Is This An Extension Worth The Branding? What I lack in depth of knowledge about Letterman, I make up for in omniphagic consumption of oral histories regardless of subject. I love the format, and would read about almost any topic in the format, up to and including Was Once A Grape: An Oral History Of The Universal Order Of Raisinophiles. So, Abrams's choice of medium is smart, and one of the things I love about oral histories is the way that, sometimes, people don't know how they sound and string themselves up kind of unwittingly. Janeane Garofalo did it in the SNL book, and Richard Morris does it here, repeatedly. Morris, an early writer on Late Night, is quite condescending about other guys in the room not having standup experience; let go after a time, he's all, sure, I saved my best material for my own sets...what? Then he sniffs that he "could have had some more support from Merrill" Markoe, then Letterman's partner and head writer at that time. Markoe: "I didn't see it as my job to provide emotional equilibrium for the writers." Dry as a Bond martini. Love it.

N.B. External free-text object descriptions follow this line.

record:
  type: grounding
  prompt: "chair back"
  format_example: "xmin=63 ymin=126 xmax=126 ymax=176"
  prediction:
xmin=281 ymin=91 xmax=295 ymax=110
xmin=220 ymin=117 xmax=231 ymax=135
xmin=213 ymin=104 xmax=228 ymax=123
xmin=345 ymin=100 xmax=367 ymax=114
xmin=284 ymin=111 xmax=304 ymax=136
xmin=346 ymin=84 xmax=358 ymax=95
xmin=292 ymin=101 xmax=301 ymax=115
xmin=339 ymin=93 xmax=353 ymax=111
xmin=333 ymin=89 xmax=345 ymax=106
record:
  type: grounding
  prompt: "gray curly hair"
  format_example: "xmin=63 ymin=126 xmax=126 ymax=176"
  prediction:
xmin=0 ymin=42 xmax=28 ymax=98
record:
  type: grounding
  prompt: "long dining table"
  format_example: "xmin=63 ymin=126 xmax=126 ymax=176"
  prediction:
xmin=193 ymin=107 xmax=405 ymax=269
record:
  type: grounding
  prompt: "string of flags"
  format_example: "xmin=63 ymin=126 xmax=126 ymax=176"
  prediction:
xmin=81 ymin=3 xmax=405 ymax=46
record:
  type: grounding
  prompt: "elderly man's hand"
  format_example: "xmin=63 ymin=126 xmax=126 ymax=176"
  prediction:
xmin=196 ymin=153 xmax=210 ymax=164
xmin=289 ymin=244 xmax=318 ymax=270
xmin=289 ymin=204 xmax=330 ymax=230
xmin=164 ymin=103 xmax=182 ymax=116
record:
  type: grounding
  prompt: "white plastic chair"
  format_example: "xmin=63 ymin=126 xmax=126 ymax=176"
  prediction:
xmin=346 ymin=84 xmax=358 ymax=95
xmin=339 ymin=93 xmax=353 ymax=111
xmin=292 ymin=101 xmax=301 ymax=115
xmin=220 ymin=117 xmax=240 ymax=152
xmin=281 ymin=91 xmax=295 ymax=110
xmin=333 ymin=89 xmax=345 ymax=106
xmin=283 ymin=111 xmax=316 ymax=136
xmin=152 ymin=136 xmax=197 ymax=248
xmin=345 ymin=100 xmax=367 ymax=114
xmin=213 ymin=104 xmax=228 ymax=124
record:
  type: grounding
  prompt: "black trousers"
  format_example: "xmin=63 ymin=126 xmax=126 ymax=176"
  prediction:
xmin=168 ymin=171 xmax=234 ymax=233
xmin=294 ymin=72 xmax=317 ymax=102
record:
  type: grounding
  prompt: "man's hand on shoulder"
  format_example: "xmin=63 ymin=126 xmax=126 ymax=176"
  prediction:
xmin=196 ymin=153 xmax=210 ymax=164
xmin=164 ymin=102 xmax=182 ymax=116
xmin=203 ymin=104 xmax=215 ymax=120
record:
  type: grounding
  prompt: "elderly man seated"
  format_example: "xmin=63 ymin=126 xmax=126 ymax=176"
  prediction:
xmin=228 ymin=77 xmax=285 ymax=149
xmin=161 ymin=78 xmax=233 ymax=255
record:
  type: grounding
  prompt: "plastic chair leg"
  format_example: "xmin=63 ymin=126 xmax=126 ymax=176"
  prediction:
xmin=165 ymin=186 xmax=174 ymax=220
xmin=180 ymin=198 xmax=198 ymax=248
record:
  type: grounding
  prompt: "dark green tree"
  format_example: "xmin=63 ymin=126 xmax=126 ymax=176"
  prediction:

Abrams gets some decent dish, like Tom Snyder standing in the wings and dismissing Letterman as a "no-name" (who then took his job) (the guy who overheard the comment "never told Dave that story"); Chris Elliott starting out as a mere booker for the pet tricks; that guests didn't have a ton of contact with Dave, and writers and producers got outgrown and let go without ever really knowing why; that a lot of staffers from the early years thought the hiring "process" -- which consisted largely of one writer recommending another he knew from The Lampoon -- needed work. Mark Hamill loved doing comedy bits. Leno was a regular guest in the '80s and his spots guaranteed a pro show. Nobody had substance issues.

Abrams knows his job is to collate the material and stay out of the way, and he does that well. Letterman himself didn't participate, but Markoe, Dee Snider, Randy Cohen (I didn't know Cohen, the "Ethicist" columnist for the New York Times for many years, was a Late Night writer from 1984-90), and various producers make up for that. It does feel a bit rushed and thin as you get up to the early '90s, and on the one hand, I think it's wise to avoid territory The Late Shift covered so thoroughly. On the other hand, I wonder if the project isn't better served getting more commentary about earlier times, and stopping at, say, the late '80s when Markoe and Letterman split and she left the show.

But it's a fun, fast read that might blow your mind if, like me, you'd totally forgotten they started Letterman in a morning-show slot.